For anyone who will be in the Dallas area 9/10-11th, check out the Lonestar Poker Expo.
It has a guest lineup of Clonie Gowen, Bob Ciaffone, and even Chris Ferguson.
Tickets go on sale August 9th, but you can pick some up for free. The info is on the site (link) on how to get em.
Take a look, it sounds like its gonna be blast.
It was bound to happen sometime. I just didn't know that I wouldn't be able to see it. For all of you without cable/dish, you'll have to do like me and read about it. For those of you who actually live life the way it was meant to be and have every channel known to man and then a couple extra for the wife, heres all the info:
Start time: 5p.m. central time (In other words its been running for 15 minutes already)
Channel: FSN (Fox Sports)
Players involved: I don't have the ability to verify this but I have been told Chris "Jesus" Ferguson, Howard "The Professor" Lederer, Phil Ivey, John Juanda, Erik Seidel, Jennifer Harman, Clonie Gowen, Phil Gordon, Andy Bloch, Erick Lindgren, and Daniel Negreanu.
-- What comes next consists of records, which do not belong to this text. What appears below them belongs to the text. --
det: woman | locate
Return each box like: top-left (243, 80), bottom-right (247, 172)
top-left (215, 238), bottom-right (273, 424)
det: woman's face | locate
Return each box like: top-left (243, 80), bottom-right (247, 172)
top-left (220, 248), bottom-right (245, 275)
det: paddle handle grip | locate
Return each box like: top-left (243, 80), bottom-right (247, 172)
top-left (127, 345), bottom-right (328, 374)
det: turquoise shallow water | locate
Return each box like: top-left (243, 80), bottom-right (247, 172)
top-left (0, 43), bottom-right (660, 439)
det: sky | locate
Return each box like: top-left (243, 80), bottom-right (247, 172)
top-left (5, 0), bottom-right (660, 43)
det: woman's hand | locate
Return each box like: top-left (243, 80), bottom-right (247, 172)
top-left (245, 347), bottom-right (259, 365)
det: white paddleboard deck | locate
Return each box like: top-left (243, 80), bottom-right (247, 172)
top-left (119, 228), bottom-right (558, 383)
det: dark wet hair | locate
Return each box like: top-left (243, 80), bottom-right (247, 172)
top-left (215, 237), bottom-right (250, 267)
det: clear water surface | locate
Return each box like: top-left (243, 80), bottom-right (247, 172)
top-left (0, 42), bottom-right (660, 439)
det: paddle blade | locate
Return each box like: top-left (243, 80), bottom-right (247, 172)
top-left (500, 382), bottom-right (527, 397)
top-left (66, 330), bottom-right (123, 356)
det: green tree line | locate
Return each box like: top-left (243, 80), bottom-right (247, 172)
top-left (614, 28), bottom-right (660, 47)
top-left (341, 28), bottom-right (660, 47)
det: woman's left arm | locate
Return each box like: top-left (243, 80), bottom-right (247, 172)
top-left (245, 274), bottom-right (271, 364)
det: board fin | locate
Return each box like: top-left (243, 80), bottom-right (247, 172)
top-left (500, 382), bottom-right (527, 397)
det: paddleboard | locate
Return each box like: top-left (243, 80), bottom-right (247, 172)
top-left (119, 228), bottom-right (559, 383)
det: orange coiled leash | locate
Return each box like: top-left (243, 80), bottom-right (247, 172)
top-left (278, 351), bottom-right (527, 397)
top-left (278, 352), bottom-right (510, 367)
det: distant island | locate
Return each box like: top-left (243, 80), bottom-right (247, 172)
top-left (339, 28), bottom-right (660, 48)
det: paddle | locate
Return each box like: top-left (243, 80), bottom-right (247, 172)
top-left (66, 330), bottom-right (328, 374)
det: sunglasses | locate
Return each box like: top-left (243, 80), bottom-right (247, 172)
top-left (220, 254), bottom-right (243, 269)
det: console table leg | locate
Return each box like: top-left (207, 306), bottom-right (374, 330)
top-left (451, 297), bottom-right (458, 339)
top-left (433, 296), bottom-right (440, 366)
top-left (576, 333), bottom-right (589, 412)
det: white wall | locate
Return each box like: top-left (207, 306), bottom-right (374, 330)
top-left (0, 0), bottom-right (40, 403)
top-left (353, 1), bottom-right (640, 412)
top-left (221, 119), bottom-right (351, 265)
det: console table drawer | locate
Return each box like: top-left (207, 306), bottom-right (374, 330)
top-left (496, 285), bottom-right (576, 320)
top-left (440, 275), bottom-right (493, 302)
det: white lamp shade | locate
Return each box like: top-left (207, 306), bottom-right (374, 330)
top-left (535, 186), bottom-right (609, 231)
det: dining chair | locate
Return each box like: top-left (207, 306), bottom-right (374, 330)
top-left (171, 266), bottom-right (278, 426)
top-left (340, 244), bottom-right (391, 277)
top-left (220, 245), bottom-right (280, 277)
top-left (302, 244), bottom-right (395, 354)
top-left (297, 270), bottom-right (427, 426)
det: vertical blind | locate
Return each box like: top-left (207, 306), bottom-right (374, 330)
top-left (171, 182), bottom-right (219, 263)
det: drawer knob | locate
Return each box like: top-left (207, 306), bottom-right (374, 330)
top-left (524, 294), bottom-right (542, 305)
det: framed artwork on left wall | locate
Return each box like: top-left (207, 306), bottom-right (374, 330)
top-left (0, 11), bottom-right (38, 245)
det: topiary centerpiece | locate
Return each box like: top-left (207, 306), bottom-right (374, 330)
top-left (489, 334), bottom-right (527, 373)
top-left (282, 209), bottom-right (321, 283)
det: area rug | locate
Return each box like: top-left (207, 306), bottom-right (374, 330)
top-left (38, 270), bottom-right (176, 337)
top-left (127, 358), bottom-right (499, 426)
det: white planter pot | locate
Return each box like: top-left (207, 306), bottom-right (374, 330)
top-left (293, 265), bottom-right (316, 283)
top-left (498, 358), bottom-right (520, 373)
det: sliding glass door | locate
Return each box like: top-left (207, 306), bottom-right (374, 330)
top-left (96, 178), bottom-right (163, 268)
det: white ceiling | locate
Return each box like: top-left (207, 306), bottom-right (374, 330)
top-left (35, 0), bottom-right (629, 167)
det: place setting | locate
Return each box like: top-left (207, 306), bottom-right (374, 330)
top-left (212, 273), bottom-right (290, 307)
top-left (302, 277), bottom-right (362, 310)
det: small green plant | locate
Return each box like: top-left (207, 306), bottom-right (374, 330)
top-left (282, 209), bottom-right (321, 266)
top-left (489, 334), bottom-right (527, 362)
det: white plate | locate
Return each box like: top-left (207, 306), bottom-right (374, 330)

Location: club La Bete at Wynn Las Vegas
It should be interesting.
After long consideration and a little ass chewing by Mike, I decided it was time to post again. After all, it has been just a little while (almost 6 months) since my last post.
For all of those who care, and the many more who don't, my lengthy abscence from this blog has been mirrored by a lengthy absence from the professional world. Caught up in all the "I wanna make it as a poker pro" I decided to make the last 6 months an expirment into playing poker for a living rather than a hobby.
The results in terms of cashflow have been better than anything I could have hoped for. I'm averaging a little over 7 times () what I would have been making had I worked a summer/evening job in my per/hour win rate (roughly $60 an hour). The quality of my game has jumped to a level that I never thought it would get in three years let alone 6 months. I guess I can acredit that though to playing 6-7 tables for 9-10 hours a day, a huge jump from my 2-3 for maybe 1-2 hours a day previously. I've plugged most all of my previous leaks in my game and found a couple more that I am working on (you're always doing something wrong that you can fix in this game). All and all, in terms of strictly poker, I have had fantastic results.
Outside of poker things have been a little more difficult. A couple nights a week I go out to some of the local card rooms around Dallas for live games. My win rate in live games is dismal compared to my online rate, but I found that I enjoy the game so much more live. I think the main reason is that playing poker online is such a solitary activity. Since I have started, my skin has paled out, I've put on some weight (I don't know how much is bad weight though: I started a workout program a month and a half ago and I'm hoping its all muscle), and I have begun to experience small bouts of depression and loneliness.
Poker offers such a unique oppurtunity to make it big doing little, but it comes at a significant emotional and mental cost. Working a 9-5 job may not be the most magnificient thing to do, but for the most part, no matter what job it is, doing it performs a service or benefits society in some way. Admit it or not, that gives us, or at least me, some sort of satisfaction. I lack that satisfaction with poker. Unless its a live game, I don't have any communication with anybody while I'm "working" and when you boil it down, all my "job" consists of is taking other people's money and giving them an ass whooping in return. There is something very unsatisfing about that.
I thought a long time about giving up poker all together. Why? I really don't know, its not the only way to fix my problem, nor the best way. Maybe it was that it was the simplest answer. At any rate, I decided against it and that is whats important. Instead, I'm putting poker back into the role it took in my life previously, a hobby. No more. No less. Its just something to do other than sit down and play a video game. Something thats relaxing and an enjoyment, rather than a stress filled, lonely, unsatisfing, job.
Looking back over the last 6 months, I can see why people want to play poker as a profession, but I can't understand why anyone keeps playing it as a profession. Maybe I just get burned out easily, but I doubt I'm the only one who feels this way.
In the meantime, I start work with the City of Plano's City Planning Department on Wednesday. It may be a shock waking up when the sun is still up, but I think I am going to enjoy the change of pace in my life. If anything else, it will be a new challenge for me to take on.